Can-Am Unveils the Ryker | Born To Ride Motorcycle Magazine – Motorcycle TV, Radio, Events, News and Motorcycle Blog

Can-Am Unveils the Ryker

Published on October 3, 2018 under Blog
Can-Am Unveils the Ryker

A Spyder for the Masses

Can-Am debuted a new 2019 addition to their Spyder line this past week, a model targeted at younger, beginner, and women riders. Dubbed the Ryker, the new 3-wheeler is smaller, lighter, more affordable than ever before, and supremely approachable.

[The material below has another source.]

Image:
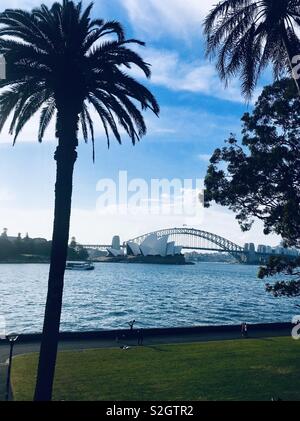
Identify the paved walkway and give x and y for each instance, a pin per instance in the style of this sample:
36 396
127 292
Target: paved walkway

Long perceived as a company building machines for older males with money to burn but who prefer the stability of a tripod stance, Can-Am takes a turn toward the younger generations with the Ryker.

In two iterations, a 600cc twin and 900cc triple, plus an up-spec “Rally Edition” of the 900, all Rotax-powered, the Ryker models range from $8,499 for the 600, $9,999 for the 900, and $10,999 for the RE. All three come standard with a Bosch-developed VSS Vehicle Stability System, with ABS and traction control, are inline powerplants and are liquid-cooled. Plus- and here’s a great clincher for younger folks- all are CVT automatic transmissions. For the generations growing up without having to learn stick-shift driving (and clutch/throttle working), I consider this a huge welcome mat thrown out for them by BRP (Can-Am’s parent company).

And if that isn’t enough, Can-Am offers a myriad of accessories and configuration options, up to 75,000 possible combos according to company reps, via their “Ufit” system. Make it your own, perfectly configured, then just cruise off. No clutch, no shifter, no handbrake. It’s turn-key, and go.

The BRP-patented “Y-Factor” design is meant to give the open-air feel of a motorcycle, yet the stability of a “dialed-in sports car.” According to reps. We hope to get our hands on one soon for an eval article, to see if we can corroborate those claims.

So whether you like, are open to, or despise these as “not true motorcycling,” there’s no denying that Can-Am is targeting the future of the sport, i.e. the younger generations of riders and potential riders. Any move that gets people out on the roads, riding along with the rest of us, we think is a very good thing.